We later saw the helpful content system become part of Google’s core ranking systems in March 2024, like what happened with Panda in 2015 or the hidden gems improvement in 2023. Google also has continuous and unannounced updates, like the reviews system after its November 2023 update that concluded on December 7th.

Ann Smarty also recently provided context around how the reviews system is different from core updates:

Going back a few months, the idea of ongoing SERP volatility from machine learning in ranking systems was suggested by Marie Haynes during the summer of 2023, when we saw sustained ranking turbulence on Google Search:

I wrote an updated analysis of that summer’s Google Search volatility until the end of 2023, and what the advent of AI-based ranking systems (including deep learning and multimodal models like Gemini) implies for our future SEO strategies, in which helpful, reliable, people-first content will be a central part.

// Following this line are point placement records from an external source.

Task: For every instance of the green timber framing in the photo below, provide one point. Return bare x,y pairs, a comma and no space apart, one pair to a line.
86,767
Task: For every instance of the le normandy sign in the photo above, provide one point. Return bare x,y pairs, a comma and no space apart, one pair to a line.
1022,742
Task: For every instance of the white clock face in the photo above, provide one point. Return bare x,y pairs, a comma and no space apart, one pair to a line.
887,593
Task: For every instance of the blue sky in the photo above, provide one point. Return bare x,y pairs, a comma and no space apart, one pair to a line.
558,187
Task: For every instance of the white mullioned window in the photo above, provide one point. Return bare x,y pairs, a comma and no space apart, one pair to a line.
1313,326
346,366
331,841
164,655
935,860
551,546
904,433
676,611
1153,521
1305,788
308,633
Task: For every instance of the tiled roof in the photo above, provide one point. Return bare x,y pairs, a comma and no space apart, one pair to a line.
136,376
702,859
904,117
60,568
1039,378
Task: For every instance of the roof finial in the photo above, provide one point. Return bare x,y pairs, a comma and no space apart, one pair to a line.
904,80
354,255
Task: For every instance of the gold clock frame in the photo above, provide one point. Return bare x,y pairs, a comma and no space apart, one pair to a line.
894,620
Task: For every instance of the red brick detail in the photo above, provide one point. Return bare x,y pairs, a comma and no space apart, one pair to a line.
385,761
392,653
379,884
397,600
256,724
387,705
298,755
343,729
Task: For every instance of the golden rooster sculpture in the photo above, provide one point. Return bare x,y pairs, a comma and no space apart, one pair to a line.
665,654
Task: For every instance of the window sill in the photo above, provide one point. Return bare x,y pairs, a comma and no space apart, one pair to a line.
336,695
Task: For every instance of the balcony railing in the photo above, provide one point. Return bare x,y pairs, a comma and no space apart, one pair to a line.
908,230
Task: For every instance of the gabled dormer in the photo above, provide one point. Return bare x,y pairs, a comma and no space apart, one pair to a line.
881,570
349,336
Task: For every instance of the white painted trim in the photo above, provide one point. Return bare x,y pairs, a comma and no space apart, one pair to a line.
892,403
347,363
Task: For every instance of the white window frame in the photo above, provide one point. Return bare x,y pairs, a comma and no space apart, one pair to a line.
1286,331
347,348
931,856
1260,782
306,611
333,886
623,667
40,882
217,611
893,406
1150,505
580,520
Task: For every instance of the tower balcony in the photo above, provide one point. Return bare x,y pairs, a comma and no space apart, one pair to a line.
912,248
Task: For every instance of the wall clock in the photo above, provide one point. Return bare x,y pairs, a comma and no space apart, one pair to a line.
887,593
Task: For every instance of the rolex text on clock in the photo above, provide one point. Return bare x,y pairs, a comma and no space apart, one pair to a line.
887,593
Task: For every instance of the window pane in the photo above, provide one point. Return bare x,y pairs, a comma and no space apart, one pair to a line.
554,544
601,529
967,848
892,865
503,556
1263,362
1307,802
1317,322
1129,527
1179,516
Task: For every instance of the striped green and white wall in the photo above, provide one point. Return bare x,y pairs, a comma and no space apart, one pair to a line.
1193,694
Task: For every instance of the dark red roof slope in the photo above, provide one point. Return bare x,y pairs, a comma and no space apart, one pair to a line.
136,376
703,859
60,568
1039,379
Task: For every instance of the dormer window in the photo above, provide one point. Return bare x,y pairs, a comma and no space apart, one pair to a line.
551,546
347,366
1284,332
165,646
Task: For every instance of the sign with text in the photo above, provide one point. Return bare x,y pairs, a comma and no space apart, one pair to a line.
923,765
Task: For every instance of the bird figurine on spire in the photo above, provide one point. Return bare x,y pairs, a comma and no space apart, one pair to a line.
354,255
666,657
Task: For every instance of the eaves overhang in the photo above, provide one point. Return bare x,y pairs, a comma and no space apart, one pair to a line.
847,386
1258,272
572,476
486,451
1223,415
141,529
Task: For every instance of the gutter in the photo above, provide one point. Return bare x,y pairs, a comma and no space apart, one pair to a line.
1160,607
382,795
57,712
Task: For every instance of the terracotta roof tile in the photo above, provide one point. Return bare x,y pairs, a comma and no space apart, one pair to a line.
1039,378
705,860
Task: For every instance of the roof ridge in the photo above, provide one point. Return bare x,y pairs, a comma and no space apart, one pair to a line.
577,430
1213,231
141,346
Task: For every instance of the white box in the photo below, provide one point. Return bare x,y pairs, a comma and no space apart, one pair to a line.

Also in the spirit of continuous Google rankings volatility and system updates, Dawn Anderson writes in the conclusion of Quality rater and algorithmic evaluation systems, an article I suggest reading in full, that:

“If Google takes this route (using machine labeling in favor of the less agile “crowd” approach), expect a lot more updates overall, and likely, many of these updates will be unannounced, too.

We could potentially see an increased broad core update cadence with reduced impacts as agile rolling feedback helps to continually tune “relevance” and “quality” in a faster cycle of Learning to Rank, adjustment, evaluation and rollout.” [Highlights added.]

– Dawn Anderson, SEL: Quality rater and algorithmic evaluation systems: Are major changes coming?

So given the nuances of ranking system updates, if your website’s traffic from Google Search is impacted by an algorithm update, it’s important to consider what that particular ranking system analyzes.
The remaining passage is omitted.